A big issue with iterative development is that the QA folks will quickly fall behind and become very anxious. What's the solution to that? Either embrace the QA person to get closer to the real development environment, or if that is impossible, get a new QA person. That's the only way to succeed.
Sex - Find It
While I believe that 'Agile processes' are the best way to develop software, he appears to be advocating anarchy.
When you have a lot of people all making little changed everyone starts to loose sight of the Big picture and you run into a Too many cooks spoil the broth.
I'm sure a lot of people who read this site have seen a lot of code and design, and probably a lot of horrific code and design, well enough said.
thank God the internet isn't a human right.
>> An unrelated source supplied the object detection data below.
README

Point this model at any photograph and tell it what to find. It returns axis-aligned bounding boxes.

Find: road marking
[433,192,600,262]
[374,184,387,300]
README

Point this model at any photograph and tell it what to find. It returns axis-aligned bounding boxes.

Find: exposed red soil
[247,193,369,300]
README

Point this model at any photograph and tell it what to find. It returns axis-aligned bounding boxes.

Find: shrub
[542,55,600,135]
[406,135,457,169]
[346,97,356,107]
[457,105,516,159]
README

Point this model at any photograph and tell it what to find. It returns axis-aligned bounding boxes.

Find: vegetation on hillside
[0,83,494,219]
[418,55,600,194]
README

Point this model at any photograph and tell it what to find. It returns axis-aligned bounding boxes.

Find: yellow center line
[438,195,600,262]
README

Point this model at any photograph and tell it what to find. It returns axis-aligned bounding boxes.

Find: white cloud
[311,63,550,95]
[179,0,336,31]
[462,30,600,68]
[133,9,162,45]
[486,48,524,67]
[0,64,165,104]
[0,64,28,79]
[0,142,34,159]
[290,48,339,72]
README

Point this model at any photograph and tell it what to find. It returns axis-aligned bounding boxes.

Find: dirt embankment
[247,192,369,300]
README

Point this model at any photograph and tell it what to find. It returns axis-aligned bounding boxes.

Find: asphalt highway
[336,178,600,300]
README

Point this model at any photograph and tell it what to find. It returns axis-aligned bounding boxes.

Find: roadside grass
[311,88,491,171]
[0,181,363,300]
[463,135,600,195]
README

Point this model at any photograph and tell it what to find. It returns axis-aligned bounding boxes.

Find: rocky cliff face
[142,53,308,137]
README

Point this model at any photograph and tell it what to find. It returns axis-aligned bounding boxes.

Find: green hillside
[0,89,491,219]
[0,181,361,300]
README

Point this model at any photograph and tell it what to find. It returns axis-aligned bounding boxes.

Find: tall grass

Just like the actual users the QA folks should be heavily involved in the actual development cycles. Extreme programming states that every development cycles starts with a functional design and the development of tests for each deliverable. Having these available means that QA is able to keep track of the quality of the deliverables very well.
IMHO if QA cannot keep track of the big picture they fail as QA, because that is just an important part of their job. On the other hand perhaps extreme programming should involve relatively more QA people than 'regular' development methods.
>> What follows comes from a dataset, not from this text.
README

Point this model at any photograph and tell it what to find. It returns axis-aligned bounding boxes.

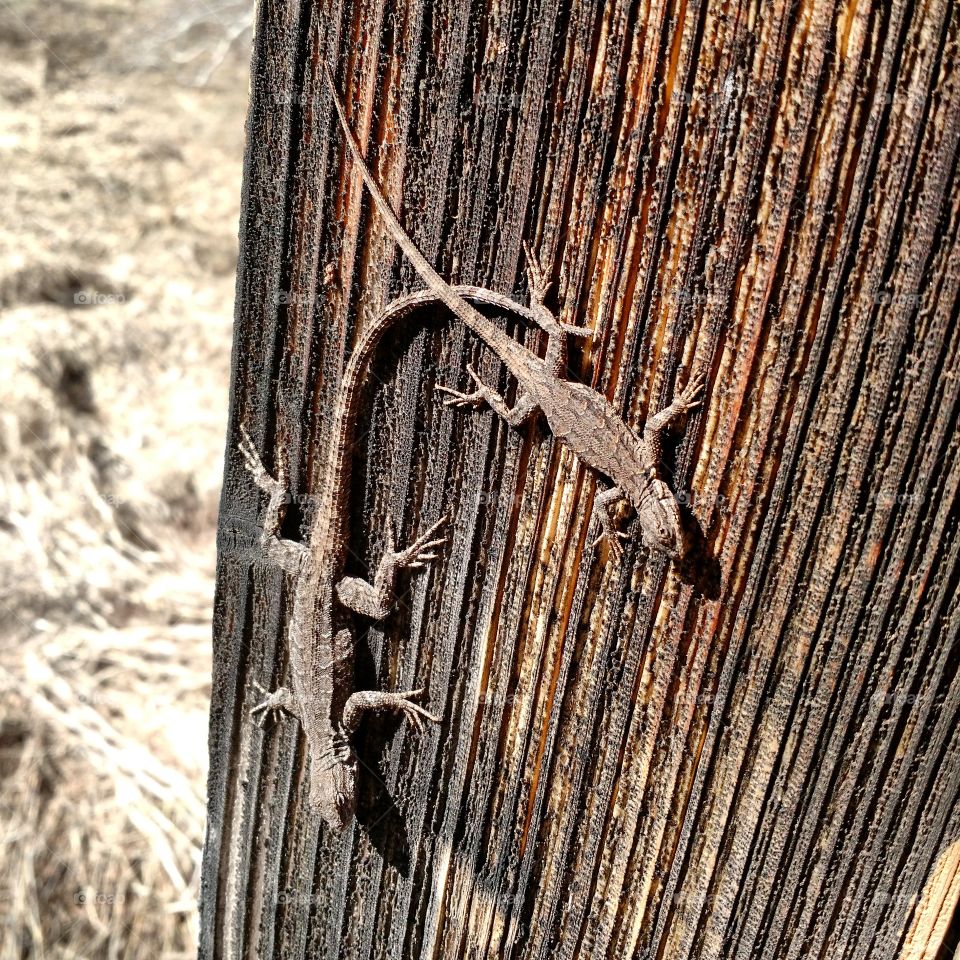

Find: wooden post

giel.y contains 2 shift/reduce conflicts
I work on a project of about a dozen developers, some os us geographically diverse. We use an Object-Oriented Database with Java (Database is from Versant).
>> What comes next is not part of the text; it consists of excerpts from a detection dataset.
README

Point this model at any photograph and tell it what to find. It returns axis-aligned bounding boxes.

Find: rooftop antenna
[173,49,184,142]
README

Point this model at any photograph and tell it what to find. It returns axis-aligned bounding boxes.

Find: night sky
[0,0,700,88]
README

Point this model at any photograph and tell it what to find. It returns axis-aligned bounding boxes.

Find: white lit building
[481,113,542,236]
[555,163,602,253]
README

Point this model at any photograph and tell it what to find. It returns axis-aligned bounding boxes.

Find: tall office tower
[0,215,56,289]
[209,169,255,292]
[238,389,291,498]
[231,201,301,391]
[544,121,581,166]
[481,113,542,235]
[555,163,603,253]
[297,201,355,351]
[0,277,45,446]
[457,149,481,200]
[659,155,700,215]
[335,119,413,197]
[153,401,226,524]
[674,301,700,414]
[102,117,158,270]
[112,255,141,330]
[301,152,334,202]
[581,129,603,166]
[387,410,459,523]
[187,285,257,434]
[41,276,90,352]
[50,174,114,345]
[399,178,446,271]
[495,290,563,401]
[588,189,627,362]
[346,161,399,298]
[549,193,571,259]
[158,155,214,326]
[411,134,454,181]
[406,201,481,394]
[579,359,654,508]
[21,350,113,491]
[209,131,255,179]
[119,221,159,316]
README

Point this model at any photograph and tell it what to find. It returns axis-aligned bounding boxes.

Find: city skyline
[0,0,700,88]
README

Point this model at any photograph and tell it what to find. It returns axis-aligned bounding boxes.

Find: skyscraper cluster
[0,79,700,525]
We don't worry about *any* kind of DB administrator. Each developer has their own instance of the database. We don't worry about schema changes that break the database, because we *also* have a way to import/export the database to an XML file. Thus, if the schema radically changes from the deployed version, we just export to XML and re-import, so there is no complex though about 'schema evolution' necessary,
Of course, with everyone having such free ability to make changes that impacts the format of the data store, we need good unit tests to make sure things don't break unintentionally. This is actually one area we need to improve upon. People can make changes that affect the schema easily, and most times, its not an issue... but a lot of times people make changes that would impact the XML format, and they don't always handle it properly.
Unit Tests are Key, but that's nothing new to the concept of refactoring.